How will you react or act because of your feelings? You may retreat into a state of depression or you may lash out at this person. You may leave the party early because you don’t want to deal with how you are feeling. There are so many actions you may take that probably don’t serve you well.
Finally, what is your result? The result may be that you had a bad holiday experience because of this other person. You have missed out on some fun events due to how you reacted. In general, your result is not a good one.
Just changing how you think about a circumstance can change everything. Let’s say that you know you are going to be with people that you don’t want to be with. You can think a new thought, like “my life is good and whatever anyone says or does will not change my already happy/peaceful life.” What other people do or say is not in your control so therefore it puts the negative energy on them. You know that you are happy without this person or people in your life and their behavior belongs to them, right?

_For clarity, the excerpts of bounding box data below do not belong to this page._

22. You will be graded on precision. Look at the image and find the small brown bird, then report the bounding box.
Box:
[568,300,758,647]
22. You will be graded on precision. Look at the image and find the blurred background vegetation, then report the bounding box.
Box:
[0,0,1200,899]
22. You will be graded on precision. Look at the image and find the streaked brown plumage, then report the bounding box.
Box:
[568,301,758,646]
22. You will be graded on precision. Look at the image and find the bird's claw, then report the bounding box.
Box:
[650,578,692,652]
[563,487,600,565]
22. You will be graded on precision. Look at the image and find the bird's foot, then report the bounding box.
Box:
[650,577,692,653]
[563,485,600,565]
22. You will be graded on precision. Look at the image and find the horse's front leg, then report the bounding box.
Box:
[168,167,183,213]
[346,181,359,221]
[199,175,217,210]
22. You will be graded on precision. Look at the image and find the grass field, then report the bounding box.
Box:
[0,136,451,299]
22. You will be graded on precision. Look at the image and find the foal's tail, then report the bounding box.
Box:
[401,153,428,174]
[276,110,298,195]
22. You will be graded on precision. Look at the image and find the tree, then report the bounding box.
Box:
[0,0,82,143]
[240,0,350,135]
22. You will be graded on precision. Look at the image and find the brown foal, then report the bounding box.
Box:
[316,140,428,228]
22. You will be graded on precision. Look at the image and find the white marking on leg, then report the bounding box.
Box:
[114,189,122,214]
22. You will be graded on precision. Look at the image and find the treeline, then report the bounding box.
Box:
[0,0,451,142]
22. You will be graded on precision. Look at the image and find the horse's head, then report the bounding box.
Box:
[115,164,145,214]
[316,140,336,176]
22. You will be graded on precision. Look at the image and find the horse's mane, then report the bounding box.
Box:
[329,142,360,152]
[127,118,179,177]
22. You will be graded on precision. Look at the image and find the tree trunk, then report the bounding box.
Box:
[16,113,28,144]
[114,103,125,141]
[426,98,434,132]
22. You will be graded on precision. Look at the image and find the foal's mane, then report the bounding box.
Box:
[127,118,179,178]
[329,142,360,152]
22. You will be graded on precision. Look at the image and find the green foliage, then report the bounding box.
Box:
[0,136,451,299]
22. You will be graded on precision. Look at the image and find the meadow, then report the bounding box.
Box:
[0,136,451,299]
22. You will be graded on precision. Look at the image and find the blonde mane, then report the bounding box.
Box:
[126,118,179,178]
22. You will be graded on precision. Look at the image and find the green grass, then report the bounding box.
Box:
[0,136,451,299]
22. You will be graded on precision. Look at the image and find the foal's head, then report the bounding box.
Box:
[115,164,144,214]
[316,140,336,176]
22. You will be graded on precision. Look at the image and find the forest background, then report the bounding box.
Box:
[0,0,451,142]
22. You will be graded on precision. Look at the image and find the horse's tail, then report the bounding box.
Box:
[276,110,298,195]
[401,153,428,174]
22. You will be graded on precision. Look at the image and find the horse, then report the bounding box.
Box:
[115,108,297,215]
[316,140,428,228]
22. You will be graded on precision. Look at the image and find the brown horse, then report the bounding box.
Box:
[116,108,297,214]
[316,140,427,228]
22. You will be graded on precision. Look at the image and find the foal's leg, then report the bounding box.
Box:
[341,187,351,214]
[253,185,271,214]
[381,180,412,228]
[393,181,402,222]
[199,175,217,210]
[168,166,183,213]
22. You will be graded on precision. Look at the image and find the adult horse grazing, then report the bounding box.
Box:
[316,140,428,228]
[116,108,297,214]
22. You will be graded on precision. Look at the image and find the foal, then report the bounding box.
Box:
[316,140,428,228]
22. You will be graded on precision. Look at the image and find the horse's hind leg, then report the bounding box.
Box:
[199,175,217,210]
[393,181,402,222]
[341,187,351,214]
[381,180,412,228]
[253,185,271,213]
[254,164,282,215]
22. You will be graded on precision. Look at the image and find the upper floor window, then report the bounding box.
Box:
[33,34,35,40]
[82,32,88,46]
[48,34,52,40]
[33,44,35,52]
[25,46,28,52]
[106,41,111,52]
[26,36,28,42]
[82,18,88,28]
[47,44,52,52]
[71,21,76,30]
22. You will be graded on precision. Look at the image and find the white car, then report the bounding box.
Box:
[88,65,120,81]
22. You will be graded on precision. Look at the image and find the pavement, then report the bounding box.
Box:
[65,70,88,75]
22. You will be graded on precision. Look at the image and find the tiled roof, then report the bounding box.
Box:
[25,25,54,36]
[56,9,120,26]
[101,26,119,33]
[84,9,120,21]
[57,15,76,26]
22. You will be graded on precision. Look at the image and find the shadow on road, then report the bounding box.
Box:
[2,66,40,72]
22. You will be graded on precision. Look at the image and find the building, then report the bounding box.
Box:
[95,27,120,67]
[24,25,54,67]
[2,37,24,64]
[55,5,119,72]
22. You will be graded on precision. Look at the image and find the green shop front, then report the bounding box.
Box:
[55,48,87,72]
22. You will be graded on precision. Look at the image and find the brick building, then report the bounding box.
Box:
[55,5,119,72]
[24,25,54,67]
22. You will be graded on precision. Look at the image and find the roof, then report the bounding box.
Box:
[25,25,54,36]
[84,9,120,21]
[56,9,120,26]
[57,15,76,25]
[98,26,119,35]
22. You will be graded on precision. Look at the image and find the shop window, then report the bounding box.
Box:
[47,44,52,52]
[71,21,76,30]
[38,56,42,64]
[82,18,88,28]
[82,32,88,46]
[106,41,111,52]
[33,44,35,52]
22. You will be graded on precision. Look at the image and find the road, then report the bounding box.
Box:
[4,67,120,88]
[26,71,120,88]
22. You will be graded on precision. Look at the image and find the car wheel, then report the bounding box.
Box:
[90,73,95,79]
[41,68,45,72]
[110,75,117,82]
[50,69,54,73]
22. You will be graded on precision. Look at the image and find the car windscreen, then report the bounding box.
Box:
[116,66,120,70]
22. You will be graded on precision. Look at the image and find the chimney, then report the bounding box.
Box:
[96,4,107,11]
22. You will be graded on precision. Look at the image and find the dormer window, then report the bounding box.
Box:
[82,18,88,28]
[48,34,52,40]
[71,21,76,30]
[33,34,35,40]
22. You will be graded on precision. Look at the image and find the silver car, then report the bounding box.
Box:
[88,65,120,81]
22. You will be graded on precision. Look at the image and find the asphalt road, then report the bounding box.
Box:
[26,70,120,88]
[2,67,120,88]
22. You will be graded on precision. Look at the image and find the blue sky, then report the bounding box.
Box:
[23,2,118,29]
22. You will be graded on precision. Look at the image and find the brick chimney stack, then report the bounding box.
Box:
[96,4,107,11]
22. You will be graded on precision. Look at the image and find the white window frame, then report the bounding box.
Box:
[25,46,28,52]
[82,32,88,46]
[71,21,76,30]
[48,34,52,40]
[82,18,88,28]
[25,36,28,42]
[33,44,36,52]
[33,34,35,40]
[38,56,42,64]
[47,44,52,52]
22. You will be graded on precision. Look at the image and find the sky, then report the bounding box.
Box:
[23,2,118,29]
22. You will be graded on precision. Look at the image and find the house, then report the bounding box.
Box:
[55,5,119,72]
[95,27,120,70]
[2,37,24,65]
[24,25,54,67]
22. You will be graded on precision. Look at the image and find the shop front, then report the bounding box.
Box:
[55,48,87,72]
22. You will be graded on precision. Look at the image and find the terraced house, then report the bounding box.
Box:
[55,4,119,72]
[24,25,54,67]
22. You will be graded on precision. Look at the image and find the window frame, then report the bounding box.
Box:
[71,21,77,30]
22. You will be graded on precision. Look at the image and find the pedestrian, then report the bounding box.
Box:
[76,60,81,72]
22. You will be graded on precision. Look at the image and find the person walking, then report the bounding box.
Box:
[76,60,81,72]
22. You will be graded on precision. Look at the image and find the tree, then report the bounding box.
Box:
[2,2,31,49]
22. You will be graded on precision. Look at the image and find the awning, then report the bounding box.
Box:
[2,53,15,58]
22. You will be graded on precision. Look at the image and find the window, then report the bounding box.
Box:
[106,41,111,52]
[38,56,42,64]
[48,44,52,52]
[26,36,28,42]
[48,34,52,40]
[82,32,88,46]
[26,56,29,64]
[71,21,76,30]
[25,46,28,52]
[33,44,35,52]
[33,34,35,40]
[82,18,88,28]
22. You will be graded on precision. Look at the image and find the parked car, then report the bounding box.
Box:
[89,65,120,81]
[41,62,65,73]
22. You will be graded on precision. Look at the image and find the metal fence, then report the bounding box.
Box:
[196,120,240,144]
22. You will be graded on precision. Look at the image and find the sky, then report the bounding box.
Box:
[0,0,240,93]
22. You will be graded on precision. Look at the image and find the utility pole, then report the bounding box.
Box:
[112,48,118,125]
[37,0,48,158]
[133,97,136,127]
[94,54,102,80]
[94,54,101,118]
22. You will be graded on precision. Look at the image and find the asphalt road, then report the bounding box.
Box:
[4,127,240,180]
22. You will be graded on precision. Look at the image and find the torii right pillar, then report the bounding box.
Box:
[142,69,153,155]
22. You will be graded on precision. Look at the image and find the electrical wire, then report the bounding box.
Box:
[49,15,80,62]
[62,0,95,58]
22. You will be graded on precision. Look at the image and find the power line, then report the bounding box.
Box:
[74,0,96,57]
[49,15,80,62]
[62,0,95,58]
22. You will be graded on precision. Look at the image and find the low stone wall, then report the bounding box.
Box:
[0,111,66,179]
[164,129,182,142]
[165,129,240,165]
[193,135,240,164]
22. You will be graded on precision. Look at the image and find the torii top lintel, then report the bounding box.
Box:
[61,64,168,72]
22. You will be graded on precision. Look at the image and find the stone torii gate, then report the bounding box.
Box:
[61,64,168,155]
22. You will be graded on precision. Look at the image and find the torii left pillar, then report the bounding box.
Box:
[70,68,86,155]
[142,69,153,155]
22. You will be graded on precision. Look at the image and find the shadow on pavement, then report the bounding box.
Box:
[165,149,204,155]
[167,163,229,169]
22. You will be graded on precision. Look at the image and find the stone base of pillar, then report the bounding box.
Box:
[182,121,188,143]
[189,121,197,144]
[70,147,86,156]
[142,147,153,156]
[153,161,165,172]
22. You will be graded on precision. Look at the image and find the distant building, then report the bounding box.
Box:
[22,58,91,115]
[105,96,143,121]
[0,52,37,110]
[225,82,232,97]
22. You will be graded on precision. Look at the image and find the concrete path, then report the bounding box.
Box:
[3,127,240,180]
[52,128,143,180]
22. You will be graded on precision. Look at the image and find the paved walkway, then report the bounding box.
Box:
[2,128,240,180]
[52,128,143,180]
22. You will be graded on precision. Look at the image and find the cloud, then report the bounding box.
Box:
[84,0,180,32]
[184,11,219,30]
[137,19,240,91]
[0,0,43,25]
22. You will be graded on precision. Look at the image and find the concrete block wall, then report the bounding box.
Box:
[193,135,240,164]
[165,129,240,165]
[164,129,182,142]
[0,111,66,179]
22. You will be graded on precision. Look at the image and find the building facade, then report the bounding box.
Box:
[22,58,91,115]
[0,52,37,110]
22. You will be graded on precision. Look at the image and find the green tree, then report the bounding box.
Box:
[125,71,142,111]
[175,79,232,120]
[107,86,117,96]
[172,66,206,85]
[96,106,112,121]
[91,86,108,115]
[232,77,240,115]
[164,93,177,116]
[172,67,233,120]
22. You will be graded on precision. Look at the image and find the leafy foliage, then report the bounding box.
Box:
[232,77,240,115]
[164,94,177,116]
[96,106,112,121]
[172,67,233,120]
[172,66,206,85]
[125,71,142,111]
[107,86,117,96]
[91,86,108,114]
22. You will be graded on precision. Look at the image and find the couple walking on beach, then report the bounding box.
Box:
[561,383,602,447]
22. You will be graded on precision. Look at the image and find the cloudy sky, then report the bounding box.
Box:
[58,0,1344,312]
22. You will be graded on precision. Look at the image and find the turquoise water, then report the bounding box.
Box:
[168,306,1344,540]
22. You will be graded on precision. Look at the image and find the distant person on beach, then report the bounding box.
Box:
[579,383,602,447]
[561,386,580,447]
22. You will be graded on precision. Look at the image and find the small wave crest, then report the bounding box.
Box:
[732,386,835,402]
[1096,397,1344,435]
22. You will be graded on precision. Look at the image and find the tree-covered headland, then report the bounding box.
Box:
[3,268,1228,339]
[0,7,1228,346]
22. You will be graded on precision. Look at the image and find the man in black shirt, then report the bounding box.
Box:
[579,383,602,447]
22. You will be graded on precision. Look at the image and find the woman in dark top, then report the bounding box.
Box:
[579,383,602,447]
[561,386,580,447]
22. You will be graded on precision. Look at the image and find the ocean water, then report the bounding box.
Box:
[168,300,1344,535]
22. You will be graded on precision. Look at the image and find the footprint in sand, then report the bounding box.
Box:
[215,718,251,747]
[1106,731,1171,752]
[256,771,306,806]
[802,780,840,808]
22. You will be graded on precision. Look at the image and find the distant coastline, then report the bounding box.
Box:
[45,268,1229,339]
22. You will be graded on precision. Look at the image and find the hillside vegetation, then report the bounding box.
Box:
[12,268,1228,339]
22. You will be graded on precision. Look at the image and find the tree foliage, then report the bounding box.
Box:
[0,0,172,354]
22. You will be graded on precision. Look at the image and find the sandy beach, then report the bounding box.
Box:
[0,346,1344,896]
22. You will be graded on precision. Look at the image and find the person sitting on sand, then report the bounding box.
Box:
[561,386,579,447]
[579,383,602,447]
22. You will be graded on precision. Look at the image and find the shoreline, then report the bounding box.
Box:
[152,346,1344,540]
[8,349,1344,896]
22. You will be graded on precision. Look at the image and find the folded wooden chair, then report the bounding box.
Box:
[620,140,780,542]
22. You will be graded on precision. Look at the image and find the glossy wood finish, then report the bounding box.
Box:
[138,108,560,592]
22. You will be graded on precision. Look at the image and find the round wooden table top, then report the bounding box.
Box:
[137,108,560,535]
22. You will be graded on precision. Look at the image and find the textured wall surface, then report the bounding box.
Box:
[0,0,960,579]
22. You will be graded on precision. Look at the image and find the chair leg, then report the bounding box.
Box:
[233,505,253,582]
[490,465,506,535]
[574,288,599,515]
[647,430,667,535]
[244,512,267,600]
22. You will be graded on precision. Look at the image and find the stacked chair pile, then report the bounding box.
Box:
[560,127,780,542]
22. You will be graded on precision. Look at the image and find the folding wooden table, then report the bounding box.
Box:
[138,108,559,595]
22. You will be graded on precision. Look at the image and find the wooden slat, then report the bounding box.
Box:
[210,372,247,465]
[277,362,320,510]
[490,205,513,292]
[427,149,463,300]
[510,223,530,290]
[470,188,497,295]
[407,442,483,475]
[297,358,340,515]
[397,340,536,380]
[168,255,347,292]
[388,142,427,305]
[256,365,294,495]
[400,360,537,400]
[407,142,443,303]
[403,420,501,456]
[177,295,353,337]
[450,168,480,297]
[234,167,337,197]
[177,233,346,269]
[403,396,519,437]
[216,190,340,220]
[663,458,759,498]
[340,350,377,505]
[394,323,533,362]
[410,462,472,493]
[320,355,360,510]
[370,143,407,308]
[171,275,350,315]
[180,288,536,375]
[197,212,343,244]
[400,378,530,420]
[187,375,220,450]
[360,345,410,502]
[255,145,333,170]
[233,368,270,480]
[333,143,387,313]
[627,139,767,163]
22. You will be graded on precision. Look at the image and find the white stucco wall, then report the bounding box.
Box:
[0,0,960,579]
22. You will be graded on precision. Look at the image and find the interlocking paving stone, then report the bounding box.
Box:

Try to look at them with curiosity and fascination. Like Iyanla Vanzant says, “don’t make other people’s crazy about you.” You have your own life and world to be in control of. Let those people make their own impressions on the world. You also have to remember that not everyone is going to like you and you have to be ok with that. I also like the analogy that “you might be the sweetest, ripest, most delicious peach on the tree, but not everyone likes peaches.”
OK, now you have changed your thought, how does that make you feel? If you feel good about your thought that your life, as it is, makes you happy then perhaps you can look at those people and feel sad for them or think of ways to make them feel better about what they are saying to you. Just remembering that other people’s words cannot hurt you. It is what YOU THINK about their words that can hurt you. Thinking a new thought changes everything.
Now that you feel better, how will you act? You may decide that you are not going to leave early because there are other people at the event that you would like to talk with and catch up with. You won’t feel sad or mad or anxious because you know your life is in order and someone else telling you things they really have no idea about just can’t hurt you.
Your result will be a lovely holiday, shared with family and friends that you choose to chat with or interact with and see the negative circumstance as just something you have zero control over.